The origins of a quagmire: Many scholars have pointed to the deliberations of Kennedy’s executive committee during the “thirteen days” as a model for managing complex, dangerous crises. A less useful consequence of the executive-committee process may have been a misplaced faith by American policy makers in their ability to control and dictate crises, send effective signals and calibrate escalation, lessons that many believe led to some of the tragic mistakes behind the military escalation in Southeast Asia. Did the wrong lessons learned by the decision makers in Camelot bring the disaster of the Vietnam War?
The Role of Nuclear Weapons
As policy makers debate the consequences of how to prevent Iran from acquiring nuclear weapons, understanding the history of the Cuban Missile Crisis may be more valuable than ever. Did the presence of nuclear weapons prevent a crisis from exploding into a thermonuclear war? In other words, did deterrence work? Or were the Soviets and Americans simply lucky to avoid a catastrophe? And would such a crisis ever have occurred in a world that had no nuclear weapons?
The final historical lesson may be about the validity of historical lessons themselves. How much of what happened fifty years ago was unique to its time and place, and how much is generalizable to the world we live in today? For decades, policy makers and international-relations experts have crafted theories, morals and rules from this brush with Armageddon and applied them to contemporary foreign-policy dilemmas.

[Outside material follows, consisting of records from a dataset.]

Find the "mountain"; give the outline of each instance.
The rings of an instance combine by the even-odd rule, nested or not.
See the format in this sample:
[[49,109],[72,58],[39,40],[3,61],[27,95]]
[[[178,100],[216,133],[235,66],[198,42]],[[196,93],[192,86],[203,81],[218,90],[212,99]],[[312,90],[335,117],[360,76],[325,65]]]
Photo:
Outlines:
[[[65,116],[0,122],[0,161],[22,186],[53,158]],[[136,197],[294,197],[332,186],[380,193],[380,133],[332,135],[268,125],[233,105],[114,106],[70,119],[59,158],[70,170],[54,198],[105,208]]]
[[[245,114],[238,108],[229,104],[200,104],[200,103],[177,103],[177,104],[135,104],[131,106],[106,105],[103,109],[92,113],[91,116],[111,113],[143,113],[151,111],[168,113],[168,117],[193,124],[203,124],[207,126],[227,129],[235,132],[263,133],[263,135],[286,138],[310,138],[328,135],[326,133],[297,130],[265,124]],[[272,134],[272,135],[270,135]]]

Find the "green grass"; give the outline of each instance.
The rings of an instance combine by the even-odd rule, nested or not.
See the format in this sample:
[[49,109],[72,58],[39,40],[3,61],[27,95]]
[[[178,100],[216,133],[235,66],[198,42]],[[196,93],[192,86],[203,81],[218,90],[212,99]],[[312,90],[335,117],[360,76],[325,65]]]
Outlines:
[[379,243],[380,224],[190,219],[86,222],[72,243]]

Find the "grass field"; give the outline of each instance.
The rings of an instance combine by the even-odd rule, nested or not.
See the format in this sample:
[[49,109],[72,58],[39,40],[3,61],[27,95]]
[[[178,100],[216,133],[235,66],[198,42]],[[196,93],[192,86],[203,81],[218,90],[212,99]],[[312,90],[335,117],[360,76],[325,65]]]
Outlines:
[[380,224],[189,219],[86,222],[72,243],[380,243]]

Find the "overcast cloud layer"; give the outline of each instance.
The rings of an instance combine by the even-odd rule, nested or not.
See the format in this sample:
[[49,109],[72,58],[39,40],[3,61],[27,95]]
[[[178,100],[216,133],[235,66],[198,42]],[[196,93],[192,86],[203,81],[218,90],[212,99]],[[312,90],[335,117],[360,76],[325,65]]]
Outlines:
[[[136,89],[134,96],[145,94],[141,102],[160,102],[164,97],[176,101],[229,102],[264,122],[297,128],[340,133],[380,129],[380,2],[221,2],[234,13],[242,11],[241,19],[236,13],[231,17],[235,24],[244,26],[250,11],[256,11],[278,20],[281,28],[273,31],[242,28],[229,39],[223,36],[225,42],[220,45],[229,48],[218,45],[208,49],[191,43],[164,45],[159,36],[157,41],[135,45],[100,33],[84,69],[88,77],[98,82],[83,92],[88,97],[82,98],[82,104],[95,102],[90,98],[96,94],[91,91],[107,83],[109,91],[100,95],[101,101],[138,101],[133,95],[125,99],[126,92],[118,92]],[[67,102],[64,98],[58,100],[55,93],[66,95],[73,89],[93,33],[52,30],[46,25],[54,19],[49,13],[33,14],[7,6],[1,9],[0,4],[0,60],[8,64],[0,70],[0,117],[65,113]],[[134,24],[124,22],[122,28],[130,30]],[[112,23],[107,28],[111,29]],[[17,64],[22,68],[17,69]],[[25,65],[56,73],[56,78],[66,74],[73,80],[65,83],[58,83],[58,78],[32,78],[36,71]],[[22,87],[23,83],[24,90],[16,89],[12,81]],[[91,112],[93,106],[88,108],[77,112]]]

But for the average college student born after the end of the Cold War, the bigger question may be why the Soviet Union and the United States were willing to rest the fate of the world on the placement of missiles that would soon be irrelevant, particularly once the Soviets achieved a secure second-strike force by the mid- to late-1960s (a fact both sides knew). The crisis, like much of the Cold War, seems bizarre. It is still hard to place and make sense of it.
Perhaps on a similar anniversary fifty years from now, a student, not yet born, will wrestle with the same dilemma about our current standoff with Iran.
Francis J. Gavin is the Tom Slick Professor of International Affairs and the director of the Robert S. Strauss Center for International Security and Law at the University of Texas.